Jair Bolsonaro comes on

Brazil emerges as the unlikely last-minute savior. But the pandemic is reaching alarming levels in the country. It has already claimed more than 477,000 lives and will inevitably cross the grim half-million mark during the competition.

While discontent has been mounting for some time within South American teams, Brazilian players have not appreciated that their country becomes the new host of the competition – they have never been consulted. Rodrigo Caboclo, the president of the Brazilian Football Confederation (CBF), was with them the day before the announcement of the Copa’s hosting in Brazil … and yet said nothing to them.

The Seleção revolt nipped in the bud

Brazilian players have several grievances. They are unhappy with Caboclo, unhappy that the Copa is taking place in the midst of a pandemic and that it is being sustained as the continent is behind in the marathon World Cup qualifying schedule.

Almost all players based in Europe have to forgo their vacations to make the national team. They would rather do it for something really worth it, like qualifying for the World Cup, rather than this controversial, hastily cobbled together Copa.

On Friday, June 4, those close to the Brazilian camp hinted that the players would boycott the tournament, and would do everything to encourage players from other national teams to emulate them. Monday, new story: the boycott is finally ruled out, the team are said to be ready to play in the Copa while opposing their organization. On Tuesday night, after beating Paraguay in a World Cup qualifier, the players finally show this position.

This development is not a surprise. The players were partly appeased by the fact that Rodrigo Caboclo had to give up, at least temporarily, the head of the federation.

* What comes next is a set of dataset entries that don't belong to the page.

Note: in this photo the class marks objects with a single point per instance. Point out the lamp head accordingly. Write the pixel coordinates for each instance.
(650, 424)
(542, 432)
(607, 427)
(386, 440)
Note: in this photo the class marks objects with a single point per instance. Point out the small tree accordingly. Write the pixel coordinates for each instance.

Formally accused of having sexually and morally harassed an employee, he was laid off for thirty days.

In addition, the players knew they were sailing in dangerous waters. “At no time did we want to make this discussion political,” they said in their statement. But it is mission impossible. This Copa is intensely political. It is strongly linked to the figure of Jair Bolsonaro : Conmebol wished to personally thank the Brazilian president for having opened the doors of his country to competition. Ensuring the smooth running of the tournament, whatever the circumstances, is also in perfect agreement with Jair Bolsonaro’s position since the start of the pandemic: the economy must function normally.

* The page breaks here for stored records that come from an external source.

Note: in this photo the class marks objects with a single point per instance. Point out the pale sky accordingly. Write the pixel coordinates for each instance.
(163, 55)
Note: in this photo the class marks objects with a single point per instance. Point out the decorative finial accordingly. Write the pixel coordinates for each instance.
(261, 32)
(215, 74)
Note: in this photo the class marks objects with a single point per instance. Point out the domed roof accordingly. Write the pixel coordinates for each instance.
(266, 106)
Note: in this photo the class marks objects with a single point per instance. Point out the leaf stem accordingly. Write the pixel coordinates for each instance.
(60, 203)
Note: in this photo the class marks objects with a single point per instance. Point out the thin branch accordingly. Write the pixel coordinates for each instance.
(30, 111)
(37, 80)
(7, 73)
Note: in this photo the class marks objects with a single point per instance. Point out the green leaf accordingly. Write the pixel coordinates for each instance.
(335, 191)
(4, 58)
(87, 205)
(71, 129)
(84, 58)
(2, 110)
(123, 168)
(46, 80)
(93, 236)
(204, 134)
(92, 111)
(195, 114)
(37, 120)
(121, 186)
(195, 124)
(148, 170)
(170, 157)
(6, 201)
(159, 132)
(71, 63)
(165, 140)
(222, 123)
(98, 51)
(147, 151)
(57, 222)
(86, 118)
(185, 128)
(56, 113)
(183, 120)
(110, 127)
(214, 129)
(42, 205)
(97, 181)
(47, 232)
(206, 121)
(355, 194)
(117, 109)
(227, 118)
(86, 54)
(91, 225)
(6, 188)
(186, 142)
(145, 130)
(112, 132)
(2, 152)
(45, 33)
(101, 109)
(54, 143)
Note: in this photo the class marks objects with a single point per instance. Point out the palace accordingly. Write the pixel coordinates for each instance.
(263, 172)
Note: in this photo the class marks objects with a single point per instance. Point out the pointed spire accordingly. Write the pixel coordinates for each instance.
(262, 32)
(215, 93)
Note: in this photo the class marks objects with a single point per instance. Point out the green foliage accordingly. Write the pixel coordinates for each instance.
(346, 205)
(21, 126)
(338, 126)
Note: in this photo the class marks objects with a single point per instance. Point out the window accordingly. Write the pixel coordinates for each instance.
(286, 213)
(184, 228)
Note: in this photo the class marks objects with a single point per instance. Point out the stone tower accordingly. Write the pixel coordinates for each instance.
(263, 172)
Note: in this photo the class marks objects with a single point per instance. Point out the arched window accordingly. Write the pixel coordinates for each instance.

By threatening to boycott the Copa, the Brazilian players were therefore not only facing their federation and the authorities of continental football. They risked coming into conflict with the President of Brazil. However, many “Auriverdes” players are – or at least have been – supporters of Jair Bolsonaro.

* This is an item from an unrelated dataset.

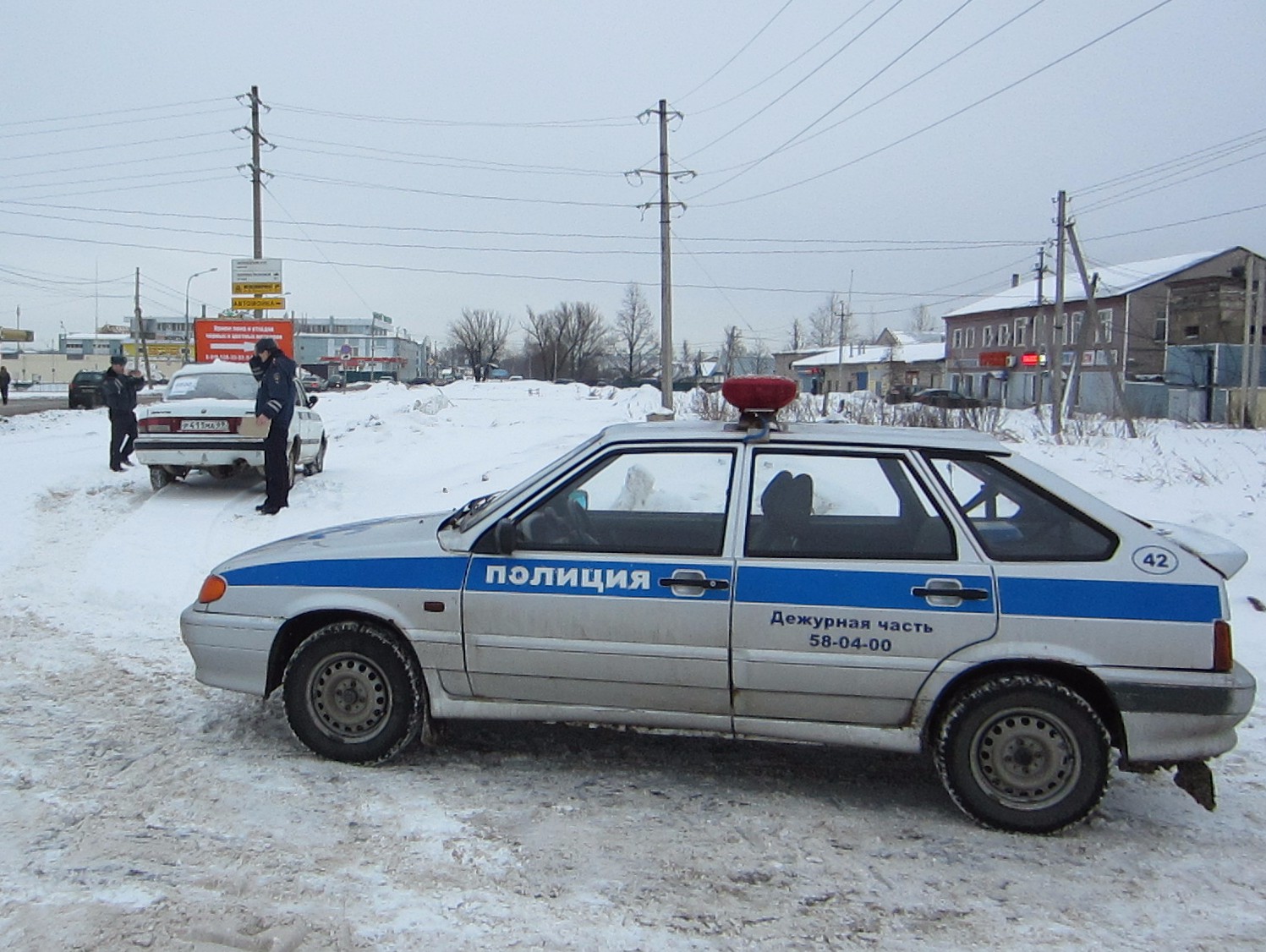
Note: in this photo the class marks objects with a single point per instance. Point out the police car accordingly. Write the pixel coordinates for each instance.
(914, 590)
(206, 422)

A climate far from peaceful

The players’ statement therefore appeared half-hearted, stating their opposition to the Copa but not going into detail on their motivations – simply mentioning humanitarian and professional concerns. The text disappointed everyone: many expected a more assertive position, while supporters of President Bolsonaro disapprove of opposition to the organization of the competition.

Will all of these questions be forgotten at kick-off? Not sure. In particular because of the very particular organization of this Copa América 2021. During the first phase, the ten participating teams are divided into two groups of five. And the first two weeks are only used to eliminate one team per group. We will therefore have to wait until early July to see the heart of the competition. But by then, Brazilian players could find themselves caught between two political fires. Vaccination is advancing very slowly in Brazil, and some specialists are warning of the imminence of a third wave of contaminations.

Adapted from the English article by Tim Vickery published here.